Why Argentina may make sense

by | Jul 27, 2001 | Archives

Contrarian theory is usually right. See why this may create a case for investing in Argentina now.

Last message we looked at several factors affecting emerging currencies, inflation, current account and foreign reserves. We did not mention external debt. When a country has more debt than it can pay the temptation is to devalue the currency so that the pay off is reduced. However this only works for repaying local currency debt. Such devaluations does not help with external US dollar debt because the debt remains in dollars. In many ways a devaluation makes it harder to repay US dollar debt.

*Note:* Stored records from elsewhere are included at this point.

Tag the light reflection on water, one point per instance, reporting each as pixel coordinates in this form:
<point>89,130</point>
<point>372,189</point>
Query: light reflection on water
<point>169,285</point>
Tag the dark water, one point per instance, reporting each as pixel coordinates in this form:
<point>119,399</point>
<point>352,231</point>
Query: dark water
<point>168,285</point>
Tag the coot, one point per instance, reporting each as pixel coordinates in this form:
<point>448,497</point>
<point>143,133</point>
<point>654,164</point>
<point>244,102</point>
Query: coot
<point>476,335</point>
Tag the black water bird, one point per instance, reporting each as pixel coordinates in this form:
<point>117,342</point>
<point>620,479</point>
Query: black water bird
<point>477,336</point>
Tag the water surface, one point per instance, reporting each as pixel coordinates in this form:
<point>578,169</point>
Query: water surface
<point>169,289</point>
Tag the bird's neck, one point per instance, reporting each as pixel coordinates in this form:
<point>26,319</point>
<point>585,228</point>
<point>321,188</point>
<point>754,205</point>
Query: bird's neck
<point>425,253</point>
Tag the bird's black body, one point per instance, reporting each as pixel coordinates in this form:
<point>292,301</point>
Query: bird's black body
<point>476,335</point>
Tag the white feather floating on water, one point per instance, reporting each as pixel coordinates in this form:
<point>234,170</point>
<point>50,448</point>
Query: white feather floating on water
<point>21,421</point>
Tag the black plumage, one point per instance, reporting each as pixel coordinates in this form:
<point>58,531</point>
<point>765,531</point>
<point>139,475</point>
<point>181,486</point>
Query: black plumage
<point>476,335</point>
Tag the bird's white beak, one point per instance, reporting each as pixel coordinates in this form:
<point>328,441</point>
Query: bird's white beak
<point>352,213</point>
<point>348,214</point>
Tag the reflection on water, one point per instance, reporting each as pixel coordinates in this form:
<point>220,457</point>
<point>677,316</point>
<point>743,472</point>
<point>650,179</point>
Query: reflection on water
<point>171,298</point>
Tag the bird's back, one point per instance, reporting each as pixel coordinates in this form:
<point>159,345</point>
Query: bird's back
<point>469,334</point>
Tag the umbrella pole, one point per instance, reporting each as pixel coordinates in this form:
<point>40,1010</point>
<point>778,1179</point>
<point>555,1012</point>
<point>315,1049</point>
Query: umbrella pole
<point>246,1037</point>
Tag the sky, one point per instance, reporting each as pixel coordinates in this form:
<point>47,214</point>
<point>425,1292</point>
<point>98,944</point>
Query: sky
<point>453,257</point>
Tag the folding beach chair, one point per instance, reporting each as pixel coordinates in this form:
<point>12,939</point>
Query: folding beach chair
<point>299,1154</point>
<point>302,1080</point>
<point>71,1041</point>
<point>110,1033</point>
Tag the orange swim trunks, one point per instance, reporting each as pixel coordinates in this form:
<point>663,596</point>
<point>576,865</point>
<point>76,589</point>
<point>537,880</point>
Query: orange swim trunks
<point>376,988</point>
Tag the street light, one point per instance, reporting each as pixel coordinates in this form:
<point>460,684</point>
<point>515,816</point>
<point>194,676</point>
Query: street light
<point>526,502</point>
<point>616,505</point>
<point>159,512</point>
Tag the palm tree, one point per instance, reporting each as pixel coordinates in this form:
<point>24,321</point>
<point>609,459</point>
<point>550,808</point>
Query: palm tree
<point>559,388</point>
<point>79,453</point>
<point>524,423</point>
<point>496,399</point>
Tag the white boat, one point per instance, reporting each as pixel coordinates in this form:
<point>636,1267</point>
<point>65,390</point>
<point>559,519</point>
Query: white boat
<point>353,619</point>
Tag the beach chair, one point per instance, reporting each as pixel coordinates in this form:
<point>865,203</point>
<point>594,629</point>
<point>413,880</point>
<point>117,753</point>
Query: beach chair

Still many currency traders fear countries that have too much debt. This is why Argentina is having a tough time now. Many doubt the country's ability to handle its huge debt burden due to a sustained (three year) recession there. This may create an unusual opportunity because nations rarely default on debt. The World Bank, IMF, OECD and the bankers of the world are all too willing to help reschedule (ie. refinance) troubled nations.

Hence when investors shy away from an emerging debt problem as they are doing in Argentina now and yields are high (26% in real terms on short term CDs) there may be some interesting opportunity. We are researching this now at our course and I'll report more to you next week. Meantime you can study debt statistics at the Worldbank website http://www.oecd.org/doc/debt/

Until next message, good global business and investing!